Professional ratings
Review scores
| Source | Rating |
| Allmusic | Vol. 1 Vol. 2 |

===Grosse Pointe Blank – Music from the Film===
1. "Blister in the Sun" - Violent Femmes (2:08)
2. "Rudie Can't Fail" - The Clash (3:31)
3. "Mirror in the Bathroom" - English Beat (3:09)
4. "Under Pressure" - David Bowie and Queen (4:03)
5. "I Can See Clearly Now" - Johnny Nash (2:46)
6. "Live and Let Die" - Guns N' Roses (3:02)
7. "We Care a Lot" - Faith No More (4:03)
8. "Pressure Drop" - The Specials (4:18)
9. "Absolute Beginners" - The Jam (2:50)
10. "Armagideon Time" - The Clash (3:53)
11. "Matador" - Los Fabulosos Cadillacs (4:34)
12. "Let My Love Open the Door (E. Cola Mix)" - Pete Townshend (4:58)
13. "Blister 2000" - Violent Femmes (2:58)

- This version of "Blister in the Sun" is a new recording that mirrors the original 1983 arrangement. It does not appear in the film.
- "Blister 2000" is a newly recorded, drastically rearranged version of "Blister in the Sun", which also does not appear in the film.

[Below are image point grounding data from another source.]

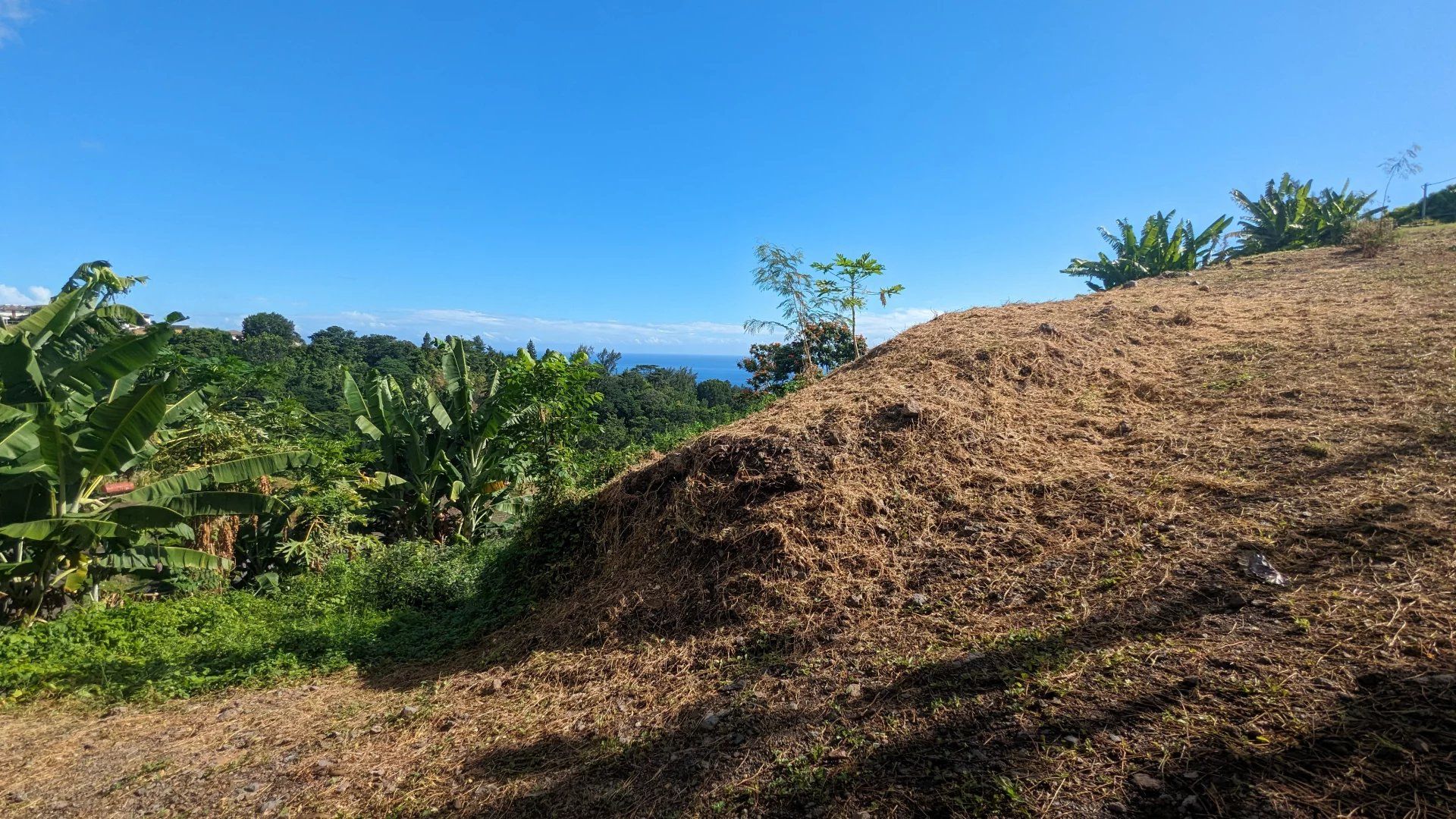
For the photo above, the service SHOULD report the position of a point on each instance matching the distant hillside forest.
(273, 360)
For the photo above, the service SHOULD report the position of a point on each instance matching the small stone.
(1147, 783)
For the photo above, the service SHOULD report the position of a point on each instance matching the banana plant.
(1288, 216)
(457, 450)
(80, 407)
(1164, 245)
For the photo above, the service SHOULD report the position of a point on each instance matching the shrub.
(417, 575)
(1440, 206)
(391, 604)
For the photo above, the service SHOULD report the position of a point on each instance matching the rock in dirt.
(1261, 569)
(1147, 783)
(906, 411)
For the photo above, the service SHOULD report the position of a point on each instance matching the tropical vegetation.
(1289, 216)
(1164, 245)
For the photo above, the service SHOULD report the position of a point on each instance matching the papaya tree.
(82, 407)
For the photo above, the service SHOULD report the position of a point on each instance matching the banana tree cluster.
(452, 455)
(1289, 216)
(1164, 245)
(82, 407)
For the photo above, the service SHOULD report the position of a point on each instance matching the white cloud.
(877, 327)
(11, 295)
(12, 15)
(510, 331)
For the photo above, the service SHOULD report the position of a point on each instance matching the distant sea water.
(707, 366)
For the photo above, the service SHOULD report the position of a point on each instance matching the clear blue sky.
(601, 172)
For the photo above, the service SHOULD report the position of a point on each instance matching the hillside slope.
(993, 569)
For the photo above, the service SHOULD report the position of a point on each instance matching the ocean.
(707, 366)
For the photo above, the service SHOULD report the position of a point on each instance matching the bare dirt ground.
(995, 569)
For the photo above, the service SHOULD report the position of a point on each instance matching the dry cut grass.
(990, 570)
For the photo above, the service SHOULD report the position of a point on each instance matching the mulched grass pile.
(998, 569)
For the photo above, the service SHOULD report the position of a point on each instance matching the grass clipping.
(998, 567)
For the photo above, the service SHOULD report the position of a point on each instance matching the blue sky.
(601, 172)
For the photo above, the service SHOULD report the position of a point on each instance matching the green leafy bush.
(1440, 206)
(391, 604)
(1288, 216)
(417, 575)
(1164, 245)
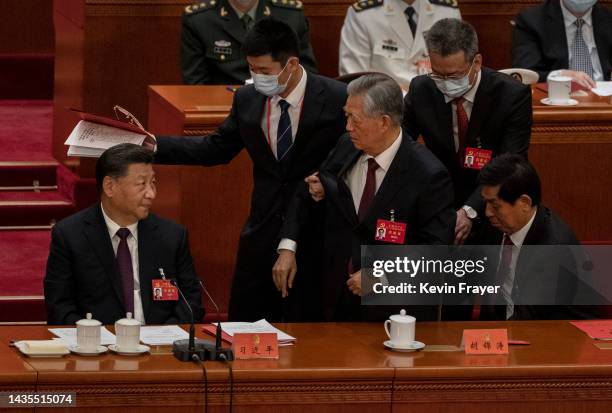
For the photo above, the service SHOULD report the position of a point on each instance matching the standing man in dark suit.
(288, 121)
(213, 33)
(376, 172)
(104, 259)
(466, 113)
(537, 265)
(574, 37)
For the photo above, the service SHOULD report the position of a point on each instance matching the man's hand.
(149, 142)
(283, 272)
(354, 283)
(315, 187)
(463, 226)
(581, 78)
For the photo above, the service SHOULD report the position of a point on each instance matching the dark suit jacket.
(321, 124)
(416, 186)
(83, 277)
(549, 272)
(539, 41)
(501, 117)
(212, 37)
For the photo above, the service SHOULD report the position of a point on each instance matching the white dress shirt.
(132, 241)
(295, 100)
(355, 177)
(517, 240)
(587, 34)
(468, 104)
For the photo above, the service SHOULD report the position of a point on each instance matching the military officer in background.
(213, 32)
(387, 36)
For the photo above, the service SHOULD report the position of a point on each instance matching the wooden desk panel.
(344, 367)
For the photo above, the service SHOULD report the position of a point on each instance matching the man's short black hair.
(515, 176)
(115, 161)
(271, 37)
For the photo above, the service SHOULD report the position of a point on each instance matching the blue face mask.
(579, 6)
(268, 84)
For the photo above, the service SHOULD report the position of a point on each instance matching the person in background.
(466, 114)
(387, 36)
(565, 37)
(213, 33)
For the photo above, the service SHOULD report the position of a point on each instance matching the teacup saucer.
(413, 346)
(74, 348)
(565, 102)
(140, 350)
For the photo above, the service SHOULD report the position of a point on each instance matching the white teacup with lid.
(400, 329)
(127, 331)
(88, 334)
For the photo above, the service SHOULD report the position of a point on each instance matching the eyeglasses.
(121, 112)
(435, 76)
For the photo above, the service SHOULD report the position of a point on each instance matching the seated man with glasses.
(466, 113)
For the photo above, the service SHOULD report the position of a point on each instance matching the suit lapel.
(393, 182)
(480, 109)
(444, 122)
(232, 25)
(96, 232)
(312, 106)
(557, 38)
(147, 253)
(344, 198)
(603, 48)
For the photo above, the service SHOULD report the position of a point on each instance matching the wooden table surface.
(340, 367)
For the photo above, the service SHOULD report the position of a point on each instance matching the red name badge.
(476, 158)
(492, 341)
(255, 346)
(163, 290)
(390, 231)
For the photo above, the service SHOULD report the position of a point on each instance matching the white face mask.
(268, 84)
(579, 6)
(453, 88)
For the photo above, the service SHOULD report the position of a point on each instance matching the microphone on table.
(220, 353)
(186, 350)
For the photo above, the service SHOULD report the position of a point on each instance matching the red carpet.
(23, 255)
(26, 130)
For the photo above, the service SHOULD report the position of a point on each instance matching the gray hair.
(382, 96)
(450, 36)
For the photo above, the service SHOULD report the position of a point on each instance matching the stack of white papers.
(261, 326)
(162, 335)
(90, 139)
(603, 89)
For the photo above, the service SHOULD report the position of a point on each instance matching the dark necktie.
(581, 58)
(283, 133)
(247, 21)
(462, 124)
(410, 17)
(369, 189)
(124, 262)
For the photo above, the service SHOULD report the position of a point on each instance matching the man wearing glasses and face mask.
(288, 121)
(466, 114)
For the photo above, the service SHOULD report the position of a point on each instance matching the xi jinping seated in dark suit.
(104, 259)
(376, 172)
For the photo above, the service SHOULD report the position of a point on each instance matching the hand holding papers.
(94, 134)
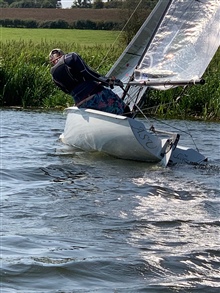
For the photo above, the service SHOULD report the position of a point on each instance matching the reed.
(25, 80)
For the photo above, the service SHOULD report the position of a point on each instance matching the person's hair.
(57, 52)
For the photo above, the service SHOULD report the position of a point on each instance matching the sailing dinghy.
(173, 48)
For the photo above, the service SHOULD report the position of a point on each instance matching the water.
(80, 222)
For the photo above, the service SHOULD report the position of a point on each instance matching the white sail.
(126, 64)
(184, 43)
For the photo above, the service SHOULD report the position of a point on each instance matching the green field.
(70, 36)
(25, 78)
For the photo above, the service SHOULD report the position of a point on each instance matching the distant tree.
(114, 4)
(32, 3)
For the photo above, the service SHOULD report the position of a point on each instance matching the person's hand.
(114, 81)
(118, 82)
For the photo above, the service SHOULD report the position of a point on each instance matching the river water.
(82, 222)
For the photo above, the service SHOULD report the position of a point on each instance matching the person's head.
(55, 55)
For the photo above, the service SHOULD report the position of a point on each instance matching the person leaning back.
(87, 87)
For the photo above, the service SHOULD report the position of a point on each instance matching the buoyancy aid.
(72, 81)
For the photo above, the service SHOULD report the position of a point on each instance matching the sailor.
(88, 88)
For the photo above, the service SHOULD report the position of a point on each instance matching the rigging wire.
(122, 30)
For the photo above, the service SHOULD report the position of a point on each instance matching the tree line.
(96, 4)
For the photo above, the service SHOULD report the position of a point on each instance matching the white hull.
(122, 137)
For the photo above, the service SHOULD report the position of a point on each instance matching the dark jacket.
(74, 77)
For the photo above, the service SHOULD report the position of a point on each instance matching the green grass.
(70, 36)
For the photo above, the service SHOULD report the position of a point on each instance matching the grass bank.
(25, 78)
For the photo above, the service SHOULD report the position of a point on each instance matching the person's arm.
(87, 72)
(61, 87)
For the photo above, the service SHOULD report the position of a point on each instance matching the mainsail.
(176, 43)
(184, 43)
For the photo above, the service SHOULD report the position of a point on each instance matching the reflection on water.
(82, 222)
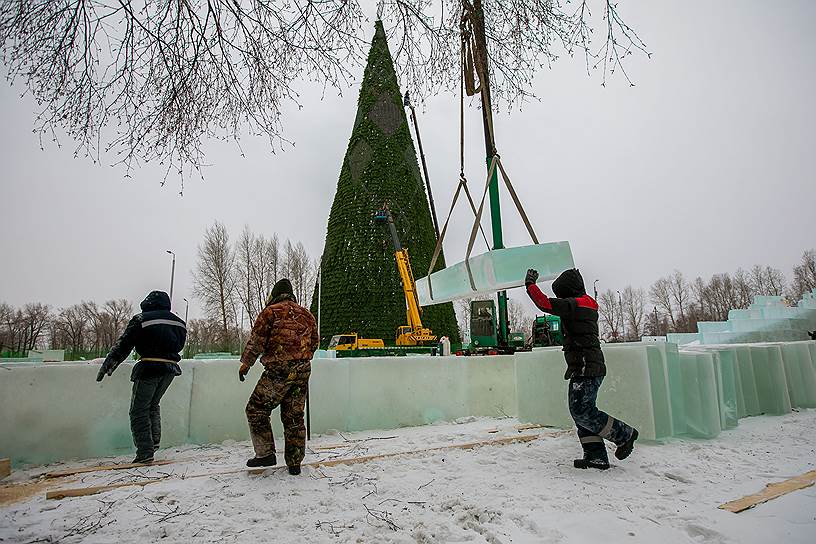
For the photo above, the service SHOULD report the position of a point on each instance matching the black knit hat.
(282, 287)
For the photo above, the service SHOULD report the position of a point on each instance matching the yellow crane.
(414, 333)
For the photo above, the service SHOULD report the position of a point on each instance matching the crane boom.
(413, 333)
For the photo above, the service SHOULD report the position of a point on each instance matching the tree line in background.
(233, 280)
(675, 303)
(84, 330)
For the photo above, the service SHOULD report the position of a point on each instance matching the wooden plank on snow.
(771, 491)
(83, 491)
(100, 468)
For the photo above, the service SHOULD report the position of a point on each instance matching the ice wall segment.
(57, 411)
(766, 320)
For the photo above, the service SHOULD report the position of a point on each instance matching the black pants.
(145, 416)
(593, 424)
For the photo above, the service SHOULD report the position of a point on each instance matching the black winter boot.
(600, 464)
(594, 457)
(625, 449)
(143, 459)
(268, 461)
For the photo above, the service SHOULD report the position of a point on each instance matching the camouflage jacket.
(284, 331)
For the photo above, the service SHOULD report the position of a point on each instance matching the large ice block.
(701, 395)
(58, 412)
(800, 374)
(725, 372)
(745, 368)
(391, 392)
(494, 271)
(218, 401)
(682, 338)
(658, 356)
(541, 389)
(489, 385)
(769, 372)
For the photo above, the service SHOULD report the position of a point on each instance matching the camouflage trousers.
(593, 424)
(285, 385)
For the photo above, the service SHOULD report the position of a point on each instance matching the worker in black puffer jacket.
(585, 367)
(158, 335)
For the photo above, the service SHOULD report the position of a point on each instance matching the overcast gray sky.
(706, 165)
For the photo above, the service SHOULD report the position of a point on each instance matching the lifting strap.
(467, 84)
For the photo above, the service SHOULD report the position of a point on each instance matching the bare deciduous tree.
(518, 319)
(214, 279)
(297, 266)
(804, 275)
(660, 296)
(151, 80)
(634, 301)
(611, 316)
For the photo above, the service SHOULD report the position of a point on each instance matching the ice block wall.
(57, 411)
(694, 391)
(768, 319)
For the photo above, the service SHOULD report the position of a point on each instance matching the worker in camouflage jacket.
(585, 367)
(285, 336)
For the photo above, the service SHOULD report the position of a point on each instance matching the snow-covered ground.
(521, 492)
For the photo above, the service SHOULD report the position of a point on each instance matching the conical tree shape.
(361, 290)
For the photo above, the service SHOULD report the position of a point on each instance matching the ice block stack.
(766, 320)
(664, 391)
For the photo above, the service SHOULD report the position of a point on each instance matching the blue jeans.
(594, 425)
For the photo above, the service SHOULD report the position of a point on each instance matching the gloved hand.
(105, 368)
(243, 371)
(532, 276)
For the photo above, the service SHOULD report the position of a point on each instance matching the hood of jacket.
(282, 290)
(156, 300)
(569, 284)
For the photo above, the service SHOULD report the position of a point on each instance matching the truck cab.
(343, 342)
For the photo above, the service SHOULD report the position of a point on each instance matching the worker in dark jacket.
(585, 367)
(158, 336)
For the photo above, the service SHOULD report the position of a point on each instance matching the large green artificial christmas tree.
(360, 289)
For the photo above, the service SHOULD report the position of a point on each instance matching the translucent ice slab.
(729, 386)
(541, 388)
(745, 368)
(58, 411)
(701, 394)
(800, 374)
(769, 372)
(682, 338)
(494, 271)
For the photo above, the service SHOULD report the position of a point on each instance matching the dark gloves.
(243, 371)
(532, 276)
(107, 367)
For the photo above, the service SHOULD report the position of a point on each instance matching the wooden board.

===Grosse Pointe Blank – More Music from the Film===
1. "A Message to You, Rudy" - The Specials (2:53)
2. "Cities in Dust" - Siouxsie and the Banshees (3:49)
3. "The Killing Moon" - Echo & the Bunnymen (5:44)
4. "Monkey Gone to Heaven" - Pixies (2:56)
5. "Lorca's Novena" - The Pogues (4:35)
6. "Go!" - Tones on Tail (2:32)
7. "Let It Whip" - Dazz Band (4:24)
8. "The Dominatrix Sleeps Tonight" - Dominatrix (3:40)
9. "War Cry" - Joe Strummer (5:58)
10. "White Lines (Don't Don't Do It)" - Melle Mel (7:24)
11. "Take On Me" - A-ha (3:46)
12. "You're Wondering Now" - The Specials (2:37)

- "Go!" is the short version, originally issued as the B-side of "Lions".
- "Let It Whip" is the LP version from Keep It Live.

===Soundtrack omissions===
Many songs from the film do not appear on the soundtracks.

Songs that appear in the film (in order of film appearance):
1. "Blister in the Sun" (LP Version) - Violent Femmes
2. Johannes Brahms' "Fugue in A-Minor" - Jacques van Oortmerseen
3. "Live and Let Die" (Muzak Version) - Adam Fields
4. "Ace of Spades" - Motörhead
5. "In Between Days" - The Cure
6. "Your Lucky Day in Hell" - Eels
7. "Sharks Can't Sleep" - Tracy Bonham
8. "Little Luxuries" - The Burros
9. "Big Boss Man" - Jimmy Reed
10. "Detroit City" - Bobby Bare
11. "Walk Like an Egyptian" - The Bangles
12. "99 Luftballons" - Nena
13. "Doors of Your Heart" - The English Beat

Songs in the trailer but not in the film:
1. "I Got You Babe" - UB40 and Chrissie Hynde
2. "Friend or Foe" - Adam Ant
3. "Modern Love" - David Bowie

==Home media==
The film was released on VHS and DVD in 1998 in the United States, the United Kingdom, France, Australia and New Zealand.

==Unofficial sequel==
According to Joan Cusack, the 2008 film War, Inc. is an informal sequel. Both films are similar in style and theme, and both star John as an assassin and his sister Joan as his assistant, with Dan Aykroyd in a supporting role.